Ртуть - Страница 2
Итак, протянув мысленную линию от мёртвых воров у городских ворот до порохового склада и дальше от виселицы на выгоне до портовых оборонительных сооружений, Енох получает одну декартову числовую ось (которую Лейбниц назвал бы ординатой); он понимает, чего боятся бостонцы и как церковники с военными поддерживают здесь порядок. Правда, надо еще выяснить, что прочертится вверх и вниз. Бостонские холмы разбросаны среди бесконечной болотистой низины, которая медленно, как сумерки, растворяется в гавани или реке, образуя пустые плоскости, на которых люди с веревками и вешками могут построить любые кривые, какие заблагорассудится.

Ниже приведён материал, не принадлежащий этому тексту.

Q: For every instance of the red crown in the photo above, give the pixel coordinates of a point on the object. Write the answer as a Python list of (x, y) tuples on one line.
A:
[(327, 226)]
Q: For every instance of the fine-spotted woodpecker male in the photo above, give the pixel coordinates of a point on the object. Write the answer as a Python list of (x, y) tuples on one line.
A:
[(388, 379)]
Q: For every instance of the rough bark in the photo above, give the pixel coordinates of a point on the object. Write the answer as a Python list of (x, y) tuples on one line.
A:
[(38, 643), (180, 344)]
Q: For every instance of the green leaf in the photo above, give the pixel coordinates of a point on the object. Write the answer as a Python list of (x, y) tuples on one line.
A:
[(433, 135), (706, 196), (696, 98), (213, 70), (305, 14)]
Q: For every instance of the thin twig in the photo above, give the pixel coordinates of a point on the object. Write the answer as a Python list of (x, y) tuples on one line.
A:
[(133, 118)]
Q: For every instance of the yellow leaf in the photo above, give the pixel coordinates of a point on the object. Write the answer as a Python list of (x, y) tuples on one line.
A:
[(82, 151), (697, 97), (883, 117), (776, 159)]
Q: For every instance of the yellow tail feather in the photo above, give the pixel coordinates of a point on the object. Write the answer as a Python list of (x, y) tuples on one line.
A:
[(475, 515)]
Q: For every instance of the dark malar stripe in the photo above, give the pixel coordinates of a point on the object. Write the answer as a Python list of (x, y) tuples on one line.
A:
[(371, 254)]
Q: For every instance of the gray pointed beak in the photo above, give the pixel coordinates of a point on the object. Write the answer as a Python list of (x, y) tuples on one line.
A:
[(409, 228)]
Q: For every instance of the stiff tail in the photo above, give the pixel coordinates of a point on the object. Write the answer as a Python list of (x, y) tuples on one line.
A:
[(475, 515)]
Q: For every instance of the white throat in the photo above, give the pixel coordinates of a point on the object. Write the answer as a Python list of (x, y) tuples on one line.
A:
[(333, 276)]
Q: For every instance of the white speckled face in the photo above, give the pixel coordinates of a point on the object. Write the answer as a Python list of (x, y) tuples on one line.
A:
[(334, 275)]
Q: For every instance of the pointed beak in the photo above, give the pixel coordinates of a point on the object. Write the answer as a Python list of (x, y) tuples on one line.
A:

Енох говорил со шкиперами, бывавшими в Бостоне, и знает, где начало этой системы координат. Он идёт к длинной пристани. Среди каменных купеческих домов есть кирпично-красная дверь, над которой болтается виноградная гроздь. Енох проходит в дверь и попадает в приличную таверну. Люди при шпагах и в дорогой одежде поворачивают к нему голову. Торговцы рабами, ромом, патокой, чаем и табаком; капитаны кораблей, которые всё это перевозят. Таверна могла бы стоять в любой точке мира; в Лондоне, Кадисе, Смирне или Маниле её наполняли бы те же люди. Им глубоко безразлично (если вообще известно), что в пяти минутах ходьбы отсюда вешают ведьм. Здесь Еноху было бы весьма уютно, но он явился сюда не за уютом. Конкретного капитана, которого он ищет — ван Крюйка, — в таверне нет. Енох торопится на улицу, пока трактирщик не принялся зазывать его внутрь.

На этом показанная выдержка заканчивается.